Good day for sure! We were out there as well and the current was ripping and the 1 footers were non-exsistent which made for a rough day. I was too busy to snap pics and the captain doesn’t do all that. Was going to take some pics this morning when we cleaned em all but forgot my phone. We managed 16 mingo with the bulk being mongo’s for sure, 6 white snapper and 4 scamp. Hit a couple spots on the way in in state waters and picked up 2 good triggers but were fighting off the snapper tooo much.

Sharks got a lot of the fish and I couldn’t get a big grouper or something out from the rocks after I had him out initially. He just man handled me and took me back in and I was never able to get him out!
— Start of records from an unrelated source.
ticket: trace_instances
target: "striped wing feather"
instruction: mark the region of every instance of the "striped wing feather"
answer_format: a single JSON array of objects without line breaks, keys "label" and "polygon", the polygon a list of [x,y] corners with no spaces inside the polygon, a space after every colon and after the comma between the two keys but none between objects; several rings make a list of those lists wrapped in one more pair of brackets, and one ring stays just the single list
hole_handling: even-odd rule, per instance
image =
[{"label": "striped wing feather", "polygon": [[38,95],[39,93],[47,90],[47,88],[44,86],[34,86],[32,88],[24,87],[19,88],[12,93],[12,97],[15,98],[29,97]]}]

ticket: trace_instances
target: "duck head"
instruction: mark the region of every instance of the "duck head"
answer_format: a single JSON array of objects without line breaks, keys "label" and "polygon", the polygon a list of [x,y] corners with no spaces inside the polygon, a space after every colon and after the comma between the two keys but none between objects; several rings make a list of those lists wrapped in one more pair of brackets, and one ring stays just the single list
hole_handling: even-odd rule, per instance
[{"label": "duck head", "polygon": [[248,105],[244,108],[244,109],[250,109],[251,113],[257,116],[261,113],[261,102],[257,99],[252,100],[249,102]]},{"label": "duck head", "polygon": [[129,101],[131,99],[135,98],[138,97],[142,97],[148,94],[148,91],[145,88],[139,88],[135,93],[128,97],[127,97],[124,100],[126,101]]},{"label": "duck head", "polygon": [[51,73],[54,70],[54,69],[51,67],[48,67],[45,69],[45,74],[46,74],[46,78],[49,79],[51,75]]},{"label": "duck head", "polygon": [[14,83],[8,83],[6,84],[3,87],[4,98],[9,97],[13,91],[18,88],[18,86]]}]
Slept good last night for sure!


----------



## bowdiddly (Jan 6, 2010)

I wanted to get out there as well but the seas were just a bit too rough for me. We hung around a little closer and caught some endangered ars and trophy triggers that went back in to fight another day, when we can keep them.


----------



## fla_scout (Sep 28, 2007)

You can keep triggers in state waters if you were close in. That is if you are recreational not a charter/headboat or reef fish permit holder. Confusing rules to say the least. Florida state waters not Alabama state waters just to be clear.


----------



## bowdiddly (Jan 6, 2010)

fla_scout said:


> You can keep triggers in state waters if you were close in. That is if you are recreational not a charter/headboat or reef fish permit holder. Confusing rules to say the least. Florida state waters not Alabama state waters just to be clear.


Unfortunately we were in fed waters when we caught the 20" triggers, FWC stopped by to visit with us as well.


----------